Evaluating machine learning models for predicting pesticide toxicity to honey bees
Jakub Adamczyk, Jakub Poziemski, Pawel Siedlecki
TL;DR
This work benchmarks machine learning approaches for predicting pesticide toxicity to honey bees using the ApisTox dataset, revealing a distinct agrochemical chemical space from medicinal benchmarks. Across methods, molecular fingerprints and WL-OA graph kernels outperform graph neural networks and pretrained models, suggesting current embeddings are biased toward drug-like chemistry and do not generalize well to agrochemicals. The study also demonstrates the value of interpretable techniques, such as counterfactual explanations, to validate model behavior and support regulatory considerations. Overall, the findings highlight the need for domain-specific datasets and models in agrochemistry to improve predictive ecotoxicology and safer pesticide design.
Abstract
Small molecules play a critical role in the biomedical, environmental, and agrochemical domains, each with distinct physicochemical requirements and success criteria. Although biomedical research benefits from extensive datasets and established benchmarks, agrochemical data remain scarce, particularly with respect to species-specific toxicity. This work focuses on ApisTox, the most comprehensive dataset of experimentally validated chemical toxicity to the honey bee (\textit{Apis mellifera}), an ecologically vital pollinator.

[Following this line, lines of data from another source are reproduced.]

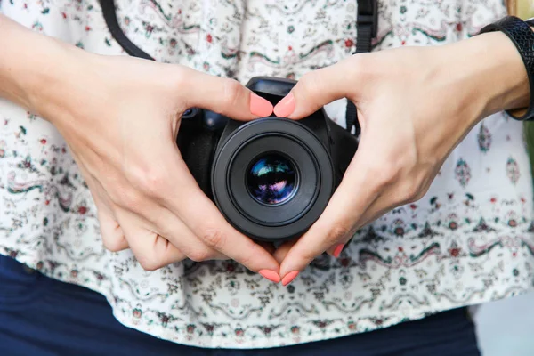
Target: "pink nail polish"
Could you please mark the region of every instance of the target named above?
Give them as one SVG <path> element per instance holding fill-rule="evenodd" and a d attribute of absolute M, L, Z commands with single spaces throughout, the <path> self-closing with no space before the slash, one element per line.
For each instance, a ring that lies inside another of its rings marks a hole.
<path fill-rule="evenodd" d="M 293 114 L 293 111 L 295 111 L 295 95 L 293 95 L 293 93 L 289 93 L 274 107 L 274 114 L 279 117 L 287 117 Z"/>
<path fill-rule="evenodd" d="M 296 276 L 298 276 L 298 273 L 299 273 L 298 271 L 294 271 L 292 272 L 286 274 L 286 277 L 284 277 L 284 279 L 282 279 L 282 285 L 287 286 L 289 283 L 291 283 L 293 281 L 293 279 L 295 279 L 295 278 Z"/>
<path fill-rule="evenodd" d="M 278 283 L 280 281 L 280 276 L 274 271 L 262 270 L 258 271 L 263 278 L 271 280 L 271 282 Z"/>
<path fill-rule="evenodd" d="M 265 117 L 272 114 L 272 104 L 262 98 L 255 94 L 254 93 L 250 93 L 250 112 L 254 115 Z"/>
<path fill-rule="evenodd" d="M 341 251 L 343 251 L 343 247 L 344 245 L 344 244 L 339 244 L 336 247 L 336 249 L 334 250 L 334 257 L 338 258 L 339 255 L 341 255 Z"/>

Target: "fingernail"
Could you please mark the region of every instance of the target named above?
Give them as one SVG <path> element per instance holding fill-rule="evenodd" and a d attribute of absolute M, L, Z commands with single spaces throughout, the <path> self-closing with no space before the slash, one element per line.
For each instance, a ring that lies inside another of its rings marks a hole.
<path fill-rule="evenodd" d="M 293 279 L 295 279 L 295 278 L 296 276 L 298 276 L 298 273 L 299 273 L 298 271 L 294 271 L 292 272 L 286 274 L 286 277 L 284 277 L 284 279 L 282 279 L 282 285 L 287 286 L 289 283 L 291 283 L 293 281 Z"/>
<path fill-rule="evenodd" d="M 293 111 L 295 111 L 295 95 L 293 95 L 293 93 L 289 93 L 274 107 L 274 114 L 279 117 L 287 117 L 293 114 Z"/>
<path fill-rule="evenodd" d="M 265 117 L 272 114 L 272 104 L 262 98 L 255 94 L 254 93 L 250 93 L 250 112 L 254 115 Z"/>
<path fill-rule="evenodd" d="M 336 247 L 336 249 L 334 250 L 334 257 L 337 258 L 339 257 L 339 255 L 341 255 L 341 251 L 343 251 L 343 247 L 344 246 L 344 244 L 339 244 Z"/>
<path fill-rule="evenodd" d="M 271 282 L 278 283 L 280 281 L 280 276 L 279 276 L 279 274 L 274 271 L 262 270 L 258 273 L 260 273 L 263 278 L 266 278 Z"/>

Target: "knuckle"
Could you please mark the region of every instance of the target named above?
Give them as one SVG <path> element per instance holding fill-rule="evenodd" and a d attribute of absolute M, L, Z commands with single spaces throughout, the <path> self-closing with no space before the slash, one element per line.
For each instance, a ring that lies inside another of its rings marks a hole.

The primary goal of this study was to determine the suitability of diverse machine learning approaches for modeling such toxicity, including molecular fingerprints, graph kernels, and graph neural networks, as well as pretrained models. Comparative analysis with medicinal datasets from the MoleculeNet benchmark reveals that ApisTox represents a distinct chemical space. Performance degradation on non-medicinal datasets, such as \mbox{ApisTox}, demonstrates their limited generalizability of current state-of-the-art algorithms trained solely on biomedical data. Our study highlights the need for more diverse datasets and for targeted model development geared toward the agrochemical domain.